A labyrinth to which only I held the key.

A labyrinth which housed what was at once Minos’ greatest humiliation and greatest asset.

My brother, the Minotaur.

As a child, the twists and turns of the palace at Knossos were endlessly fascinating to me. I would loop through the bewildering multitude of rooms, skating my palm across the smooth, red walls as I drifted through snaking passageways. My fingers traced the outline of the labrys – the double-headed axe engraved into stone after stone. Later, I learned that to Minos the labrys represented the power of Zeus, used to summon the thunder – a mighty display of dominance. To me, running through the maze of my home, it looked like a butterfly. And it was the butterfly I would imagine as I emerged from the dim cocoon of the palace interior to the glorious expanse of the sun-drenched courtyard. At the centre gleamed a huge, polished circle and this was where I spent the happiest hours of my youth. Spinning and weaving a dizzying dance, creating an invisible tapestry with my feet across the dancing-floor: a miracle carved from wood, a superb accomplishment of the renowned craftsman Daedalus. Though, of course, it would not be his most famous creation.
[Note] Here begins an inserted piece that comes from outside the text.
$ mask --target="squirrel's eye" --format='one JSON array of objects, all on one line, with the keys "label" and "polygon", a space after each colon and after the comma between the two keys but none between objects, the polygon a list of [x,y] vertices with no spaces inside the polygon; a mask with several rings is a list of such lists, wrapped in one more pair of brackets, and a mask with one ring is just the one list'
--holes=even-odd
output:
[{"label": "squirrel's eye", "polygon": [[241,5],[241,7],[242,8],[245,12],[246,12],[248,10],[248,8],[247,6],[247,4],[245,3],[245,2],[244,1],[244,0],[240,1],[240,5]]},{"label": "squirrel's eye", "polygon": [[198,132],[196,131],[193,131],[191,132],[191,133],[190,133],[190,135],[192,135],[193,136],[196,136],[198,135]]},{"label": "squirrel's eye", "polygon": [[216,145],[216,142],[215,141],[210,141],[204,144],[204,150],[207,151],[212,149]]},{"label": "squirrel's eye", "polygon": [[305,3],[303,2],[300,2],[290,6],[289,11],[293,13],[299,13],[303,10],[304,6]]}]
I’d watched him construct the dancing-floor; an eager girl, hovering over him impatient for it to be done, not appreciating that I was watching an inventor at work whose fame would ring through the whole of Greece. Perhaps even the world beyond, though I knew little of that – indeed, I knew little of what lay beyond our palace walls. Although more than ten years have passed since then, when I remember Daedalus, I see a young man full of energy and the fire of creativity. Whilst I watched him work, he told me how he had learned his craft travelling from place to place until his extraordinary skill attracted the eye of my father, who made it worth his while to stay in one place. Daedalus had been everywhere, it seemed to me, and I hung on his every word when he described the scorching sandy deserts of Egypt and the impossibly distant kingdoms of Illyria and Nubia. I could watch the ships sail from Cretan shores, their masts and sails built under Daedalus’ skilled supervision, but I could only imagine what it felt like to cross the ocean on one and feel the boards creaking beneath my feet whilst the waves hissed and crashed against the sides.
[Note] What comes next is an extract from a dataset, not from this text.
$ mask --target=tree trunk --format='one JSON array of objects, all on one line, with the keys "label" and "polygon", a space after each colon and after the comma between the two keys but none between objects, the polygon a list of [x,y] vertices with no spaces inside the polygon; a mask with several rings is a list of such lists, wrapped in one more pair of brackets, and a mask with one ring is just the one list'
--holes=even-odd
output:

Our palace was filled with Daedalus’ creations. The statues he carved seemed so full of life that they were tethered to the walls by a length of chain lest they should stride away of their own accord. His exquisite ropes of slender golden chains shone at my mother’s neck and wrists. One day, having noticed my covetous gaze, he presented me with a tiny golden pendant of my own – two bees entwined together around a tiny piece of honeycomb. It glistened in the sunlight, so rich and burnished that I thought the minute drops of honey would melt and slide away in the heat.